Academic Year 2023-2024

DATA SCIENCE PRINCIPLES AND LABORATORY

Teachers

Eddy Maddalena
Francesca Da Ros
Course Year
1
Unit Credits
6
Teaching Period
Second Period
Course Type
Characterizing
Prerequisites. Basics in programming and descriptive statistics.
Teaching Methods. The course is a sequence of teaching units. Each teaching unit has three components:

1. a brief explanation;

2. an exercise to be solved;

3. the solution of the exercise.

Some challenges about specific use cases will be proposed.

The hours dedicated to carrying out the exercises and challenges correspond to about 12 hours of laboratory work.

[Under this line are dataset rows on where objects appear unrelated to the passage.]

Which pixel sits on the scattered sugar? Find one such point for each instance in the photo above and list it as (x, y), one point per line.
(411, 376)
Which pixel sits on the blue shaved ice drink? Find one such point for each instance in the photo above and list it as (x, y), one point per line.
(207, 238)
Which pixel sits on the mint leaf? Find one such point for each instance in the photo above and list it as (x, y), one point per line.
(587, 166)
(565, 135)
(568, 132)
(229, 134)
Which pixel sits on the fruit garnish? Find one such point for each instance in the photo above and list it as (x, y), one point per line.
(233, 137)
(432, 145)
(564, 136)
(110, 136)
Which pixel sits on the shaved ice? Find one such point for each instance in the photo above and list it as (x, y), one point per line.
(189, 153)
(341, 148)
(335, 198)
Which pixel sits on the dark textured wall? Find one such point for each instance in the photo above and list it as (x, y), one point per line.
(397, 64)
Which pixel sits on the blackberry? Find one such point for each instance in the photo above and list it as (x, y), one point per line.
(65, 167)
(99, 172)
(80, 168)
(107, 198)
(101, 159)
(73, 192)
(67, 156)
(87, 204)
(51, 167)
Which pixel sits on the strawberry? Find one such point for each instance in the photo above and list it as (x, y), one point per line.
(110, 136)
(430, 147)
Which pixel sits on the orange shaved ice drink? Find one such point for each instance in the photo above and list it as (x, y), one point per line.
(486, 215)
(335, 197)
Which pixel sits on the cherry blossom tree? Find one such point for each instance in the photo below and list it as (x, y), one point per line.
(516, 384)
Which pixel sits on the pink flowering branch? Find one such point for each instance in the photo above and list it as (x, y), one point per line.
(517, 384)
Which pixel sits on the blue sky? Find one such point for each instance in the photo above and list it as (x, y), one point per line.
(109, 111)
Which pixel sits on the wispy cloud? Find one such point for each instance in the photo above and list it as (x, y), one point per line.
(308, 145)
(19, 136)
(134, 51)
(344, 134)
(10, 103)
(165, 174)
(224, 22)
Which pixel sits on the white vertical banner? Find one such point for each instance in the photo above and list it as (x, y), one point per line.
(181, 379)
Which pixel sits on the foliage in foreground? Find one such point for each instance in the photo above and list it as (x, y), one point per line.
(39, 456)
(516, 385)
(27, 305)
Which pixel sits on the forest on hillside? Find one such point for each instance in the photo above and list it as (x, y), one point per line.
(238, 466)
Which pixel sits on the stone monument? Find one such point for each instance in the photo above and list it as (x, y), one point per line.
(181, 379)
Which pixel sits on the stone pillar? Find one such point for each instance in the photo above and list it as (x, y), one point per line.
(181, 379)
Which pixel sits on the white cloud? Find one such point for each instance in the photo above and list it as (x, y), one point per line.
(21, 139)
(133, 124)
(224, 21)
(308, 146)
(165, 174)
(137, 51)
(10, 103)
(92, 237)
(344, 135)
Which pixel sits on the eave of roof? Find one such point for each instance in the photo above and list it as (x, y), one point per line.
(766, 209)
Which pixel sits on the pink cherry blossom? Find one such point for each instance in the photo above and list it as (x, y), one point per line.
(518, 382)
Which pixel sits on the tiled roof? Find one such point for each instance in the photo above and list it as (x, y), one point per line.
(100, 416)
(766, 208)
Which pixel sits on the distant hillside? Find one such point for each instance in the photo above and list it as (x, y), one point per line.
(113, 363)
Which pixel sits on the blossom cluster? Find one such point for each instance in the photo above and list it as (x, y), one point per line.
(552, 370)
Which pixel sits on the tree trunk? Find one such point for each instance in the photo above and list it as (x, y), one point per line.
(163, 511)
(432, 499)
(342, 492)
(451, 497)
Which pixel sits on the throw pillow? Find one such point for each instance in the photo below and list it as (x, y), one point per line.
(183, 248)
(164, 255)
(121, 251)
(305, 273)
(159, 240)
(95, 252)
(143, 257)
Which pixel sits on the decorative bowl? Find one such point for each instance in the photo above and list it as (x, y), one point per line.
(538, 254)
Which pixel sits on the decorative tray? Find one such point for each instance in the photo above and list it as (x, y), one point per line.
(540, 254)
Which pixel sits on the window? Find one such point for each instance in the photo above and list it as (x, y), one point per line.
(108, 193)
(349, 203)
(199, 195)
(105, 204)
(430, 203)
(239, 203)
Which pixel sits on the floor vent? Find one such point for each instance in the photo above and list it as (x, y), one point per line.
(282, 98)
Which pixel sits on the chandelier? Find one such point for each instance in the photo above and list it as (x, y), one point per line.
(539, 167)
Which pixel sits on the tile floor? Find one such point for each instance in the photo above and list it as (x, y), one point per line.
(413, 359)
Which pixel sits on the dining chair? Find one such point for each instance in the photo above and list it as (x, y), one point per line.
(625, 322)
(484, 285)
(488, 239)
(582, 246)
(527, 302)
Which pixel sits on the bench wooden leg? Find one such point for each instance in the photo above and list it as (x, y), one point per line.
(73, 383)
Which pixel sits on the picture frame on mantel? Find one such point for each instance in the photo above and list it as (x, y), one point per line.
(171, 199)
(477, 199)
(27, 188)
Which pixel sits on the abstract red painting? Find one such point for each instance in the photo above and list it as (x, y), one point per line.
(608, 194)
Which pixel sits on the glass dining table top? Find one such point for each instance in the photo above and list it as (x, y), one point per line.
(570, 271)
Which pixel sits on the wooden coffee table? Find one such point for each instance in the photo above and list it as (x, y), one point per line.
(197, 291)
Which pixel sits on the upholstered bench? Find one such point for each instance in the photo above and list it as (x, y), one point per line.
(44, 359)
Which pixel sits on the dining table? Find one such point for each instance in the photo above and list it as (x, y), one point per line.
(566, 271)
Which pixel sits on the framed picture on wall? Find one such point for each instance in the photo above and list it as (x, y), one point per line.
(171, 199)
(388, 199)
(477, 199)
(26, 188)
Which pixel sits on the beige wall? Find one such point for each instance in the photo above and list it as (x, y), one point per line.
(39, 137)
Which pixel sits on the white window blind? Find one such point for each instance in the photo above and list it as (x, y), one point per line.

The course ends with the final exam.

Verification of Learning. At the end of the course, the students must take the exam, composed of an oral presentation of an individual project and some questions about the course contents. The project consist of a significant data science challenge performed on a dataset chosen by the student. Each student must work on the project individually using the methods, languages and software tools discussed during the course. The final score considers the student’s knowledge and the quality of the projects and their presentations. The presentation is public, and students are invited to attend their colleagues’ presentations.
Objectives
In this course you will learn how to organize, transform, analyse and visualize small and big data, as well as how to effectively communicate the outcomes of the workflow.

Knowledge and understanding: the student must have acquired the necessary knowledge to import, tidy, transform, visualize, and model data as well as communicate the results of the analysis. The method will mainly focus on relational data, although semistructured as well as unstructured data will also be touched.

Applied knowledge and understanding: the student must have learned R and RStudio environment for data analysis and visualization, as well as R markdown language for communication of results of the analysis.

Making judgments: the student must be able to interpret the experimental results of the analysis and draw effective conclusions relevant to the domain of discourse.

Communication skills: the student must be able to communicate effectively the results of the analysis. This includes both analyst-to-analyst communication and analyst-to-decision-maker communication. Learning skills: the student must demonstrate that they have learned the ability to choose a sufficiently rich row data set, analyse the data to extract meaningful information, draw and communicate conclusions.

Contents
The course introduces the fundamental concepts of data science. After an introductory part, it focuses on the six phases of the data science workflow: import, normalize, transform, visualize, model, and communication. Each step is individually covered through examples. Then, the course covers typical data science applications, such as temporal series, natural language processing, and geographical data.
Texts
– Course’s slides

– Python Data Science Handbook. Jake VanderPlas. O’Reilly.

– Python for Data Analysis: Data Wrangling with Pandas, NumPy, and IPython (2nd Edition). William McKinney. O’Reilly.